Grande energia e determinazione nelle più di due ore di spettacolo di Natalino Balasso al Castello di Zevio (Vr) venerdì 26 luglio 2013, uno degli appuntamenti più attesi del calendario dell’Estate Zeviana 2013. L’”antidivo” non si è concesso neppure una pausa, né una musica, ad interrompere il fiume in piena del suo monologo espressivamente veneto, dalle forti inflessioni dialettali, errori grammaticali compresi, nei maldestri tentativi di “italianizzare” i colori e le immagini tipiche della lingua dialettale, quella più ancestrale e che più immediatamente collega il cervello al cuore del proprio personaggio, che reincarna l’uomo padano di oggi, sospeso tra banalità, tentativi di riflessione, substrato culturale e scarsa cognizione di causa.

Balasso ci parla di cultura, ci dipinge a grandi tratti e in modo suggestivo la connessione tra l’Iliade e l’Odissea, si sofferma sui personaggi,le loro caratteristiche e il significato dei loro nomi, ci racconta le avventure di Ulisse e il rapporto tra le vicende umane e l’intervento degli dei, interrogandosi sul perchè la storia abbia scelto quelli come eroi e non altri. Ci parla anche del Vangelo, di San Pietro e di Cristo, senza mai perdere il contatto con la nostra realtà quotidiana veneta, in un intreccio di pensieri ed azioni ambientate nel nostro territorio e sospese tra la parabola e la barzelletta, con toni dissacratori che via via acquisiscono sempre maggiore rilievo.

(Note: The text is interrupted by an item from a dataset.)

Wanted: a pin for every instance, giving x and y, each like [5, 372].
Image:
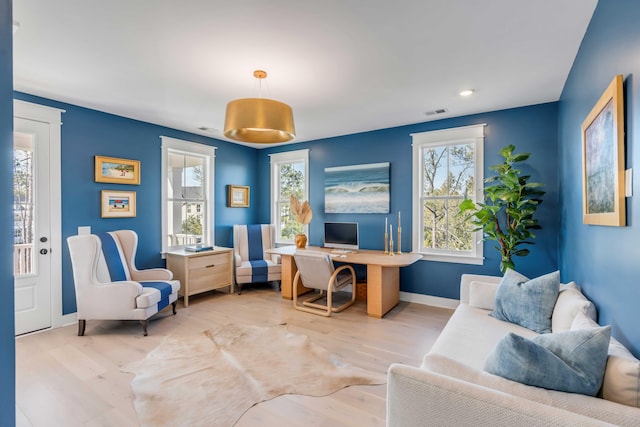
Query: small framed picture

La scelta del personaggio non è ovviamente casuale ed invita lo spettatore ad una subitanea identificazione, necessaria a Balasso per intavolare quell’analisi a tu per tu sui nostri più comuni modi di pensare, informati e deformati dai brandelli di conoscenza con cui veniamo in contatto nel nostro percorso di vita.

” Non siamo che un copia e incolla” dice Balasso durante lo spettacolo “e quelle che pensiamo siano le nostre idee, le nostre opinioni, sono solo delle reazioni.”

Quindi rincara la dose dissacrando i valori dell’amicizia, degli affetti e in particolar modo dell’amore. “ I bambini ci vogliono bene perchè diamo loro da mangiare”, dice, quanto al termine “amore”, termine inflazionato che mutuiamo dalle telenovele, andrebbe di volta in volta ripensato con parole come “fratellanza”, “affetto”, “odio”, piuttosto che essere espresso da frasi senza senso come “ti amerò per sempre” ecc.

Insiste sull’”odio”capace di unire le coppie di lunga data, soprattutto i matrimoni eterni di una volta, giacchè oggi la durata media di un matrimonio è di tre anni e mezzo e si sofferma a dipingere questo nostro sentimento, l’odio, spesso presente inconsapevolmente in noi, nell’istintiva felicità che si scatena nel confronto tra la distanza tra noi e gli altri, nel trionfo del nostro sorpasso, compresi i caselli autostradali con pagamento carta, rispetto a chi in fila attende.

Nonostante lo spettacolo sia comico e il folto pubblico si lasci andare spesso ad applausi, sorrisi e risate, i contenuti sono duri e spiazzanti.

Non mancano le perplessità, per quanti conoscono il comico solo di nome e non sono abituati alla sua talora caustica comicità. Eppure, in tanta crudezza o necessaria cattiveria, traspare amore per la vita, desiderio di darsi ( perchè un attore non può non darsi in un palcoscenico) e un barlume di speranza quando Balasso affronta il tema del viaggio parlando del turista di oggi. “ Non gli interessa il viaggio” dice “ma solo la destinazione, nella quale farà le stesse cose che fa nel luogo da dove è partito, mentre il viaggio è la conoscenza”.

E l’amore per la conoscenza, la stessa che guida Ulisse nel suo lungo percorso accidentato di ritorno ad Itaca, diventa una delle chiavi di lettura dello spettacolo, la possibilità di riscatto contro i clichè, i luoghi comuni e i pregiudizi.

Mi piacerebbe avvicinarlo per una breve intervista, ma il palcoscenico è blindato e il mio tentativo è debole, nella consapevolezza che l’attore sia ormai esausto e comprensibilmente refrattario a qualsiasi proprio ulteriore apporto.

Mentre penso che questo poderoso servizio d’ordine segni anche lo spartiaque tra gli attori di successo e no, rimando fiduciosa a una prossima occasione.